阮如苼又墨迹了一会,就有人来告诉大夫人说,有尚书府的人送帖子过来,说是赵言臻和阮如婳八字的纳吉,让老太太和大夫人过目。
大夫人打赏了那送帖子的媒婆,就笑着接下了,让人给老太太房里送了去。
心悠和二丫回来了,一听说五姑娘闹肚子疼就马不停蹄的跑过来。
“我没事。”阮如苼活蹦乱跳的跳下了床,赶走了一个碍眼的人,她现在心里不知道多舒畅。

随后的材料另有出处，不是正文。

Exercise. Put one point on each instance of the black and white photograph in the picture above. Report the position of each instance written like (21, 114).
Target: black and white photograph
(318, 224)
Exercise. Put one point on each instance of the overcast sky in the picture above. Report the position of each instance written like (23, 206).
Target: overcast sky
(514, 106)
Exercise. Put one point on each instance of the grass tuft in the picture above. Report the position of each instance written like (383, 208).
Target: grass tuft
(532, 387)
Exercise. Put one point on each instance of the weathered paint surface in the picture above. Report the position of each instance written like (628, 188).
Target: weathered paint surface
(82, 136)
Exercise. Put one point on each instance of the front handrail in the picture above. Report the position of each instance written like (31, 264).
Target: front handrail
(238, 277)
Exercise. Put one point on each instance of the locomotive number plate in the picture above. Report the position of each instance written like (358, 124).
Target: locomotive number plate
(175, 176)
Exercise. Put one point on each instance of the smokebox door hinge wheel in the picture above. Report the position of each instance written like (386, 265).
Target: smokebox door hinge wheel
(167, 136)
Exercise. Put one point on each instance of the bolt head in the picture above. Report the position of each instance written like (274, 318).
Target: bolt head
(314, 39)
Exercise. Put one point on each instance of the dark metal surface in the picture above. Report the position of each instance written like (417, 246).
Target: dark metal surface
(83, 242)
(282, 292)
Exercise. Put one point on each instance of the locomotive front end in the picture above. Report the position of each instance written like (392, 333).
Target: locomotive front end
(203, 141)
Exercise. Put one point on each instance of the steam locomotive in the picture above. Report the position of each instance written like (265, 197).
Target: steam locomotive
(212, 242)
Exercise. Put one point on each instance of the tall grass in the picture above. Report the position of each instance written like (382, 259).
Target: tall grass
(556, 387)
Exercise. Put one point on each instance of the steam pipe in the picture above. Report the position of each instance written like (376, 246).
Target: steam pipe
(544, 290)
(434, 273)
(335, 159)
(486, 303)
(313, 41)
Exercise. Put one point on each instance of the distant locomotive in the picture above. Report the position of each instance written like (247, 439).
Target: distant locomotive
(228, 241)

蜜雪偷偷的对心悠和二丫说了:“子鸢姐姐顶撞大夫人,被打发到洗衣房去了,这会正躲在自己屋子里哭呢。”
心悠和二丫面面相觑,出了一趟门,回来就发生这事了。
她们都是丫鬟,子鸢被打发走了,不免有些兔死狐悲的感觉。
三人同病相怜。
唉声叹气:“大夫人不会也将我们打发走吧?”
心悠着急着今天在上元庙打听的事,没一会就将子鸢的事抛之脑后:“也许过一段时间子鸢姐姐就会回来了,大夫人这会正在气头上。”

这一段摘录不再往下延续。